Pangu — The High Performance Distributed File System by Alibaba Cloud
Pangu is a high-reliability, high-availability, and high-performance distributed file system developed by Alibaba Cloud. It has a history of nearly ten years. As a unified storage core of Alibaba Cloud, Pangu 1.0 stably and efficiently supported the rapid development of multiple business lines of Alibaba Cloud, including ECS, NAS, OSS, Table Store, MaxCompute, and AnalyticDB. In recent years, Alibaba Cloud redesigned and implemented the second-generation storage engine Pangu 2.0. It provides better storage services not only for Alibaba Cloud but also for businesses of Alibaba Group and Ant Financial. There are two reasons for the upgrade: hardware improvements and demands from the business.
Rapid Development of Underlying Hardware
In recent years, the performance of distributed storage-related hardware has dramatically improved.
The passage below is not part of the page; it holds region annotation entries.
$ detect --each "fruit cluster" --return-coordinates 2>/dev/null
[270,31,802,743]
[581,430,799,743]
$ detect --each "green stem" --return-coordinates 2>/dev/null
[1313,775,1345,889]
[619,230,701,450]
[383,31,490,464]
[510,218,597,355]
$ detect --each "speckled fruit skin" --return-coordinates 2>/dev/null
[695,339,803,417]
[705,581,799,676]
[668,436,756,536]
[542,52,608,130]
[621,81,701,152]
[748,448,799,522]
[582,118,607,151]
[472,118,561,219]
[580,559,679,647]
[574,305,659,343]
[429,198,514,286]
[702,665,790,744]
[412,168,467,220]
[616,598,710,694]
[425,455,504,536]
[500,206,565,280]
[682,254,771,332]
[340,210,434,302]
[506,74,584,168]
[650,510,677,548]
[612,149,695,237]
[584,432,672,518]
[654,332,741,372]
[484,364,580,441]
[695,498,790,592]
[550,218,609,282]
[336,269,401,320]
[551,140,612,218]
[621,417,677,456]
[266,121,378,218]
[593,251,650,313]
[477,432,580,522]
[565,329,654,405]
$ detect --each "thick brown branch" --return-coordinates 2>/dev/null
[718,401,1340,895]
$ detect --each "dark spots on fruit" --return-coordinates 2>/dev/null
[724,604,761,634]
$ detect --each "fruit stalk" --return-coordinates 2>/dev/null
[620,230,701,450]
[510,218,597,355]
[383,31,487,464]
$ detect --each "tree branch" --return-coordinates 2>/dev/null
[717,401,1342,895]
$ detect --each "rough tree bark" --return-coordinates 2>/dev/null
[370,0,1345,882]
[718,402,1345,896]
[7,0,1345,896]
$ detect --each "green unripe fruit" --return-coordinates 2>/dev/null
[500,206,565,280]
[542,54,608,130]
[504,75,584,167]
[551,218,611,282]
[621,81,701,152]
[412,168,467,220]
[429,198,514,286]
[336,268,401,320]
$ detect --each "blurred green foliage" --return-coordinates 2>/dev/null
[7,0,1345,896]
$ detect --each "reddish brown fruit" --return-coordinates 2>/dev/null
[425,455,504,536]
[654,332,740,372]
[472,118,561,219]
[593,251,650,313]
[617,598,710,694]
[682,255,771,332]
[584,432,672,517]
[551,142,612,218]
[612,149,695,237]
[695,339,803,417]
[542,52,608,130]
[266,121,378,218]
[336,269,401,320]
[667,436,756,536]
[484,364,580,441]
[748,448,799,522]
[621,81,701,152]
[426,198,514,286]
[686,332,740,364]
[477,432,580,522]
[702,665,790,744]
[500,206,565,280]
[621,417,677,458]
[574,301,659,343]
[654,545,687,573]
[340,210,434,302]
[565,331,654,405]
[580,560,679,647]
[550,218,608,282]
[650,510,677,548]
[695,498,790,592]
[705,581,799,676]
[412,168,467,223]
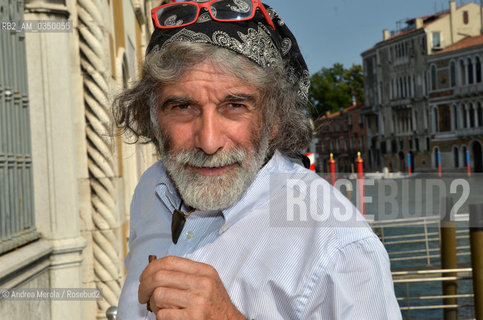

The storage media has evolved from HDD to SATA SSD and NVMe SSD, and there is an improvement of two orders of magnitude in IOPS. Similarly, there is a reduction in latency by two orders of magnitude. The 4-KB sequential write performance has got reduced to 7 µs, and the Optane memory at the memory interface is about to enter the era of nanoseconds. Moreover, the network has rapidly developed from GE and 10GE to 25GE, 40GE, 50GE, or even 100GE. A hop takes as short as five µs.
The rapid development of the underlying hardware brings both opportunities and severe challenges to Pangu. To keep the leading capability in the industry, Pangu must make full use of the hardware.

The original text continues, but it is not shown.